Risco “baixo” de propagação, segundo a OMS
A operadora de turismo Oceanwide Expeditions confirmou a ocorrência de uma “situação médica grave” a bordo, com três mortes registradas: duas no navio e uma após desembarque. A nacionalidade de duas vítimas é holandesa, e a de uma terceira permanece desconhecida. Apesar da gravidade dos casos, Hans Kluge, diretor regional da OMS para a Europa, declarou nesta segunda-feira, 04 de maio de 2026, que o risco para a população em geral é “baixo”, desaconselhando pânico ou restrições de viagem. Ele enfatizou que infecções por hantavírus são raras e não se transmitem facilmente entre pessoas.
Os hantavírus são transmitidos principalmente por roedores infectados, através de saliva, urina e fezes. A infecção pode ocorrer por mordida, contato com animais ou seus excrementos, ou pela inalação de poeira contaminada, podendo causar problemas respiratórios, cardíacos e febres hemorrágicas. O tratamento atual foca no alívio dos sintomas, visto que não há vacinas ou medicamentos específicos disponíveis.
Um passageiro britânico foi atendido na África do Sul, e um caso de hantavírus foi confirmado em um dos passageiros, com outros cinco casos suspeitos em investigação pela OMS. A operadora de turismo informou que um passageiro está em UTI em Joanesburgo e outros dois necessitam de atendimento médico urgente. As autoridades holandesas avaliam a possibilidade de repatriar os dois passageiros sintomáticos a bordo do MV Hondius.

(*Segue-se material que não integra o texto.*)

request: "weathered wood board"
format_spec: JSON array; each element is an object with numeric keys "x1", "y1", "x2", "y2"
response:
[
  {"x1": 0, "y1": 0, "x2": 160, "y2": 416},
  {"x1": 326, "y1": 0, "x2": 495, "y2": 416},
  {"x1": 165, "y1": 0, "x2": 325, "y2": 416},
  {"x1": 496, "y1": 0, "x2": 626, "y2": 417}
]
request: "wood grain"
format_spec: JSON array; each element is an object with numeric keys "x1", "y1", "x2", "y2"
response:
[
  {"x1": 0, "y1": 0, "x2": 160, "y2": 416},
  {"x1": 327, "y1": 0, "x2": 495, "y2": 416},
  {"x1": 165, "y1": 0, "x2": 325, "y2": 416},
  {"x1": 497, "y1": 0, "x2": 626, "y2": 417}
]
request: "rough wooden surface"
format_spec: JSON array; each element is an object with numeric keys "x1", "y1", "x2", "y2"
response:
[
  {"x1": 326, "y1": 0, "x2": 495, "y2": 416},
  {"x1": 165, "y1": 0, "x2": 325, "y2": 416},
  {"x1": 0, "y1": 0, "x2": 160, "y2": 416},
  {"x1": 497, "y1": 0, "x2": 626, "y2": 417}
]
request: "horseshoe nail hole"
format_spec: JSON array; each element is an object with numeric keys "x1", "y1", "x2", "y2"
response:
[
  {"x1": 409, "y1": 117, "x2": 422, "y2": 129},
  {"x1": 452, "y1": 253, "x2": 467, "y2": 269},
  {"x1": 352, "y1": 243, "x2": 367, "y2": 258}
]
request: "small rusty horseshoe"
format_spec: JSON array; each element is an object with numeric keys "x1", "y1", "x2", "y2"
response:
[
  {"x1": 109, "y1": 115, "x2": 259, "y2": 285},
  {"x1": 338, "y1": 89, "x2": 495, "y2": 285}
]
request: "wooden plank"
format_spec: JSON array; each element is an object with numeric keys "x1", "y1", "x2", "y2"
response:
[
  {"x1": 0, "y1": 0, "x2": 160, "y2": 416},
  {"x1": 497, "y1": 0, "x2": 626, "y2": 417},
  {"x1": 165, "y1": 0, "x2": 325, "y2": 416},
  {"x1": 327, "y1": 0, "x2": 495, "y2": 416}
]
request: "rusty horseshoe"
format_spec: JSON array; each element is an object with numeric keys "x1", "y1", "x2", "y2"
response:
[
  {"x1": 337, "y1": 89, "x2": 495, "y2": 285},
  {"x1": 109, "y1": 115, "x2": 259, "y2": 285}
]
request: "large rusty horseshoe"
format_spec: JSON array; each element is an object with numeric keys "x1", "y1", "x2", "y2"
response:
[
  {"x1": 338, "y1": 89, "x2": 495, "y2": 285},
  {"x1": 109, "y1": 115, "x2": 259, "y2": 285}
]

A presidente do Instituto Nacional de Saúde Pública (INSP) de Cabo Verde, Maria da Luz Lima, informou que o navio não recebeu permissão para atracar a fim de proteger a população local. A OMS está colaborando com os países afetados em assistência médica, evacuação e investigações.
Em 2026, Mato Grosso do Sul registrou 5.214 casos confirmados de Chikungunya e 14 óbitos. A situação em Cabo Verde destaca a importância da vigilância epidemiológica e da resposta rápida em saúde pública diante de potenciais surtos de doenças infecciosas.
O Procon MS, por exemplo, demonstrou eficiência em 2026 ao recuperar quase R$ 2 milhões em acordos consensuais, evidenciando a importância de órgãos de defesa do consumidor. A gestão pública em Mato Grosso do Sul também tem sido destacada, com o modelo MS Ativo consolidando-se e impulsionando o desenvolvimento em 79 municípios.